There‘s only enough to sustain one of them.)
She cannot keep the tentativeness out of her voice when she says “hello” when she arrives in his kitchen one day, for she is uneven having used his key and subsequently swallowing surprisingly bitter domesticity. He’s cooking up a storm and making a gigantic mess -- and not necessarily in that order -- and she sits on the countertop, wine glass in hand, wishing for his ease in this particular life -- hell, just wishing she wanted it.
(He can read her like a book, and across a table of pasta, wine and smothering stillness, knows her walls are back up and he must find words to tell her it’s okay if she wants out -- and words to lie to himself that it’ll be for the best.
He will not beg her to come back if she‘s already halfway out the door.)
“Goodbye” is the slamming of the door after a particularly spectacular row, about what they were, are and could be; asking why he’s tried to wrestle his fears and demons while she’s letting hers devour her -- consume their try at a proper relationship -- and for how right this can feel, why can it also feel so, so wrong? He stares out into the night, unblinking as acceptance washes over him, and knows the apocalypse is nigh.

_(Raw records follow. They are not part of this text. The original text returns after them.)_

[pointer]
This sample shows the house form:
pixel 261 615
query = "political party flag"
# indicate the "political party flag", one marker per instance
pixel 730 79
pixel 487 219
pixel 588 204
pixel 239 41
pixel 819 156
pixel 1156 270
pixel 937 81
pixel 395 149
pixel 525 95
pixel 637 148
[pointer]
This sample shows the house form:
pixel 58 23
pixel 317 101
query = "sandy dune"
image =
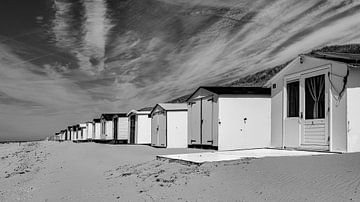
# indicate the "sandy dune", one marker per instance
pixel 52 171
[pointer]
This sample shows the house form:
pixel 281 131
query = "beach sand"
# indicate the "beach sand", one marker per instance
pixel 53 171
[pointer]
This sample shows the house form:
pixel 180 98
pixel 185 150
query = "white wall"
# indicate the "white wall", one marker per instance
pixel 177 129
pixel 123 128
pixel 353 119
pixel 143 129
pixel 235 132
pixel 353 110
pixel 97 131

(She stands outside his flat, key halfway slid into his lock, because for as desperate to reach out to him as she is, to ask him to teach her to fight, her arms are lined with lead engraved with I told you so.
She leaves her key beneath his mat, and uses the white of the moonbeams to indicate her surrender.)
She nods “hello” at the next table read, but says very little to him other than lines; they’re only a few inches apart, and yet it feels like light years. She’s dizzy and falling unchecked into a rocky shaft of consequences. She’s bloody, broken, scarred, and wishes she‘d stayed firm in her truth that he was her best friend and nothing could jeopardize that. But if wishes were horses, she’d be trampled by now.
(He curses himself for going all-in without realizing she didn’t know the stakes of the game.)
He leaves without saying “goodbye.”
(She does not follow.
The world falls out from beneath them.)